Kate turned a sour eye in Lee's direction. "You don't like our cocoa, Lesley?"
"I haven't tasted it." Lee admitted.
"Bring Lesley a cup of cocoa," Kate said. "It's about time she became acquainted with our product."
Lee leaned back and watched her glass of dandelion wine disappear with Miss Ida Winkle. She could almost hear Maggie giggling.
Uncle Andrew cleared his throat and leaned forward take a cup from Kate. "It's good," he said to Lee. “It's beginning to sell, now that..."
“Yes, yes, yes, Andrew," Kate said irritably. "I heard you delivering that speech as you came in the front door." She turned once again to Lee. "Have you thought about it?"
"I didn't know I was supposed to." Lee said nastily. Then she shook her head and leaned forward to press her palm against the old lady's hand. "I didn't mean that, Kate. I'll do the best I can."

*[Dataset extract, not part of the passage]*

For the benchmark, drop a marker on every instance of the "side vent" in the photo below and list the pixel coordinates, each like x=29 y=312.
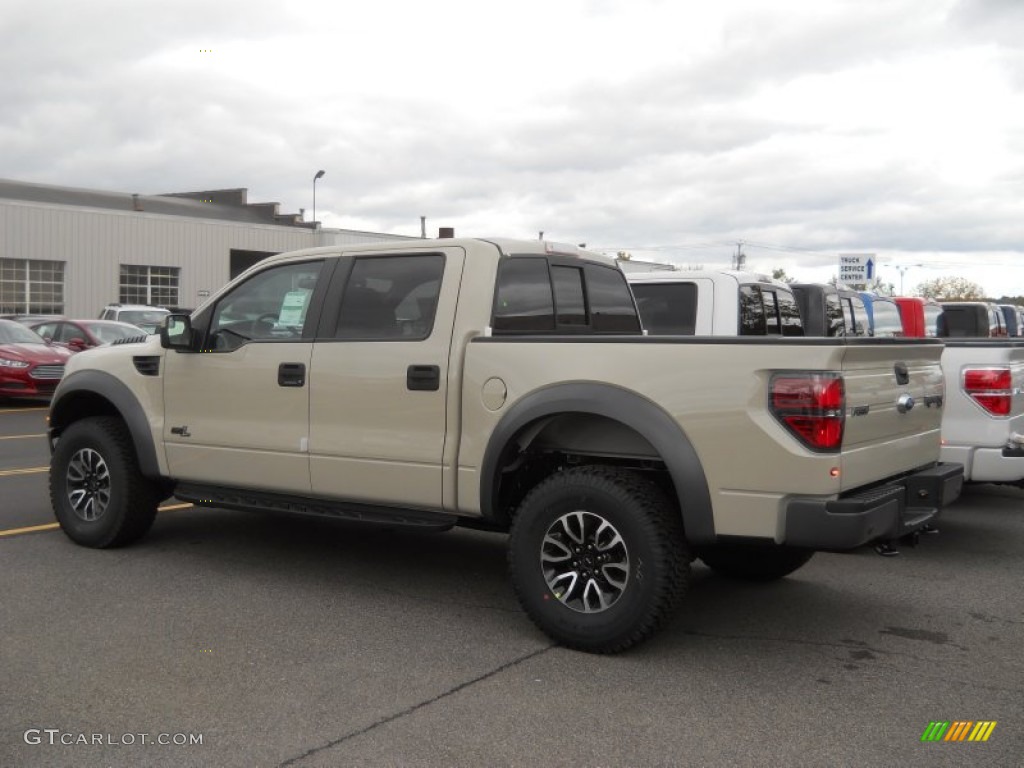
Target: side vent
x=146 y=365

"That's all I ask of anyone," Kate said self-righteously. "I ask no less of myself."
Lee knew she had been properly squelched. When Miss Ida Winkle returned to hand her a steaming cup of cocoa, she took it and sipped at it almost gratefully.
Kate set her cup back onto the tray. "We haven't discussed the matter of Ravensway as yet," she said, talking again to Lee. "It will, of course, belong to you—along with everything else now in my name. By the end of the week, everything will have been signed over to you." She closed her eyes slowly, then opened them again. But she was looking away to the window now and down the long green run to the river. "I don't suppose you'd want to live here?"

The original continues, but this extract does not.